Kimi solcu dedi sevmedi kimi komünist dedi sevmedi… Yokluk ve mücadele ile geçen yıllarına kimse bakmadı. Kimse onun mücadele dolu ve bir o kadar da hayata tutunma çabasına değinmedi. Henüz 41 yaşında iken vahşice öldürülüşü bile çoğunda vicdan titremesi dahi yaratmadı…

***

Kaçmak ister insan bazen; sevdiklerinden, ailesinden, şehrinden ya da ülkesinden… Sabahattin Ali hem memurluğu hem de edebiyat çalışmaları için ailesinden hep uzakta yaşamıştır. Almanya’ya öğretmen olarak gitmiş fakat Türklere yapılan bir hakarete sessiz kalamamasından dolayı yurda dönmüştür. İzmir başta olmak üzere birçok şehirde öğretmenlik yapmıştır. Bunun yanı sıra çok kitap okuması ve yazılarının değer görmesi ile birlikte dergi ve gazete çalışmalarında yer almıştır. Markopaşa, Malumpaşa gibi gazeteleri Aziz Nesin ile birlikte çıkarmış fakat zaman zaman sert üslubu yüzünden yakın çevresi dâhil birçok kişi ile sorunlar yaşamıştır.  Aziz Nesin, Nihal Atsız, Rıfat Ilgaz gibi birçok kişi ile birlikte çalışmış olmasına rağmen hiçbiri ile uzun soluklu çalışamamıştır.

Gençlik ateşinden olsa gerek birkaç sevdaya düşmüş olmasına rağmen karşılık bulamamıştır. Sabahattin Ali Almanya’da bulunduğu dönemde FloraynPuder’e, İstanbul’da staj yaptığı dönemde Nahit Hanım’a, Konya’da öğretmenlik yaptığı dönemde öğrencisi Melahat Muhtar’a ve şarkıcılık yapan Muhsine adlı birine âşık olmuştur.
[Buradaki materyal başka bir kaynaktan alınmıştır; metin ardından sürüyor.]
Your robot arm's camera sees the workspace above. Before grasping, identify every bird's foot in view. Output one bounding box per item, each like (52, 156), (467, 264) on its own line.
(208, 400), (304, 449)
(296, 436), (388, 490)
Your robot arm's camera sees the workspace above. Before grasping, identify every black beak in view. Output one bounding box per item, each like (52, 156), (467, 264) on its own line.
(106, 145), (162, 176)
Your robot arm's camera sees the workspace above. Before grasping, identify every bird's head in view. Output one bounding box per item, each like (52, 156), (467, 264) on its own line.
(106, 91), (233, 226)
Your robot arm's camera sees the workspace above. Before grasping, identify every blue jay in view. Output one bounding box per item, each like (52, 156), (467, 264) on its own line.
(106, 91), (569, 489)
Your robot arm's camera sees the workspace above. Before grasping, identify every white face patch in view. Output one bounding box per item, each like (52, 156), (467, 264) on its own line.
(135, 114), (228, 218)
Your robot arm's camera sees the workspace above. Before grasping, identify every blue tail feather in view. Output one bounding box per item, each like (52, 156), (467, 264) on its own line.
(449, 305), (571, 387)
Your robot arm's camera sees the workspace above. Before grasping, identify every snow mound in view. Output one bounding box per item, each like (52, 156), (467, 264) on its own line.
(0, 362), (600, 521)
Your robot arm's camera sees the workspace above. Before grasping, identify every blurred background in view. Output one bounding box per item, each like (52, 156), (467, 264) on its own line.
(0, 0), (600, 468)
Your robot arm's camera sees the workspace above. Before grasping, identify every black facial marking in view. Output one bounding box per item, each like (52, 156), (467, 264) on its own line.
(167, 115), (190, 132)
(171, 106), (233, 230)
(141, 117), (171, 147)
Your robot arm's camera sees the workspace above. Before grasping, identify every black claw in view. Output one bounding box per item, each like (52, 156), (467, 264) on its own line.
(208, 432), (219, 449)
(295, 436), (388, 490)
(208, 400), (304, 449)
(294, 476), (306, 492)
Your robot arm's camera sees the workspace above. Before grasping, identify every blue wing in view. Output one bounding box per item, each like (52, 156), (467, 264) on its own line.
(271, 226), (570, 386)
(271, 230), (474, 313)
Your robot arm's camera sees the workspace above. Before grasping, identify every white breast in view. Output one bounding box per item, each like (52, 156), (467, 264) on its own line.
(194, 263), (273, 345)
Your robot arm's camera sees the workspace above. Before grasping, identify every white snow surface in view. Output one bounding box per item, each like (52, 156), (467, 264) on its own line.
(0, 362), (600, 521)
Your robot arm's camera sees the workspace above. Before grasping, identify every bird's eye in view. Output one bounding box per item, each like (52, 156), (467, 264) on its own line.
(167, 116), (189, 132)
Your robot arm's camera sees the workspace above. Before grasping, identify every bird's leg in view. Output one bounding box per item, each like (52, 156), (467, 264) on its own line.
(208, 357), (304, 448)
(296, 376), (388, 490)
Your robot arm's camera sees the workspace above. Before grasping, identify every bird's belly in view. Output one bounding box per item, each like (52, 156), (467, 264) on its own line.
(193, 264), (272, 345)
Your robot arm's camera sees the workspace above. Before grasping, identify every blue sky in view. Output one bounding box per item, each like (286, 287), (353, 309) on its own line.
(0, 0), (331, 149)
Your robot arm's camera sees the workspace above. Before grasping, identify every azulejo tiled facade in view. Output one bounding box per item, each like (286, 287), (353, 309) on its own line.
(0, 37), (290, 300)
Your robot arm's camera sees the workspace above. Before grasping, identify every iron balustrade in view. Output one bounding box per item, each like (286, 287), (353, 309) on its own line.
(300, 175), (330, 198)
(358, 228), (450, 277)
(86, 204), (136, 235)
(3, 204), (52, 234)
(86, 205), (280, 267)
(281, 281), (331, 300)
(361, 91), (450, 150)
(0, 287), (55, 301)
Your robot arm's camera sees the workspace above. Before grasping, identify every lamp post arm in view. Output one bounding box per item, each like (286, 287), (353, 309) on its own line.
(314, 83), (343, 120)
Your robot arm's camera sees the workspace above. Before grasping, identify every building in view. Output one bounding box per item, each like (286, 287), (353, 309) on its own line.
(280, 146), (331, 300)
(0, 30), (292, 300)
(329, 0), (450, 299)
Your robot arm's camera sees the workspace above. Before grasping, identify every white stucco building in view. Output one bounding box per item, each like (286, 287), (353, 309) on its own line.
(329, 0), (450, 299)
Şiirlerinde ve romanlarında aşklarına ithafen yazdığı cümleleri onu siyaset alanında da ithafa sürüklemiş ve bazı şiirlerinde tahkire kadar gitmiştir. Bunun neticesinde özellikle Atatürk’e karşı yazdığı düşünülen bir şiirinden dolayı 14 ay hapis yatmıştır.

Sabahattin Ali zaten yokluk ve var olma savaşı verdiği dönemde başına bir de mahkemeler bela olmuş sık sık yakalanma korkusu yaşamaya başlamıştır. O da bir kamyonet alıp nakliyeciliğe başlamış ve nakliyecilik yaptığı sırada yurtdışına gitme kararı almıştır.

1935 yılının Mayıs ayında nişanlısı Aliye Hanım ile evlenmiş ve bu evliliğinden kızı Filiz dünyaya gelmiştir.

Gerek nişanlılık gerekse evlilik döneminde yazdığı mektupları bizlerle buluşturan ve Filiz Hanımdan elde ettiği bilgilerle bizleri de aydınlatan Sevengül Sönmez’in hazırladığı kitapta yer alan mektuplardan kesitleri aşağıda paylaşacağım. Benim asıl dikkat çekmek istediğim konu şu; Nişanlılık döneminde yoğun bir aşk duygusu yaşayan şair, evlilik döneminde maddi kaygı taşımaya ve bu yönde çok ciddi problemler yaşamaya başlamasıdır. Bir yanda karısına idare etmesini söylerken bir yanda kızı için yazdığı o yürek burkan sevginin sözlere dökülen tembihleri Sabahattin Ali’nin yaşam mücadelesini bizlere göstermektedir.

Sabahattin Ali, siyasi baskılar ve sürekli tutuklanma korkusundan dolayı çalışmak üzere yurtdışına kaçak yollarla gitmek istemiştir.  Memurluğundan olması, gazetede yaşadığı sorunlar ve hapis yattığı dönemlerde edilen borçlar aşılamayacak duruma gelmiştir. Daha önce Suriye’ye kaçmaya (gitmeye) çalışmışsa da başarısız olmuştur. Bulgaristan’dan üzerinden gitmek içinse Ali Ertekin (İnsan kaçakçısı) ile anlaşmıştır. Bir kamyonda beraber yola çıkmışlar fakat yolda gittiği sırada sözde milliyetçi duyguları kabaran Ali Ertekin, Sabahattin Ali’nin komünist (Şairin halkın gözünden düşürmek için ortaya atılan bir iftira) olmasını hazmedememiş ve kitap okuduğu bir sırada vahşice katletmiştir. Cesedi tanınamayacak halde olduğu için ancak eşyaları ile teşhis edilebilmiştir.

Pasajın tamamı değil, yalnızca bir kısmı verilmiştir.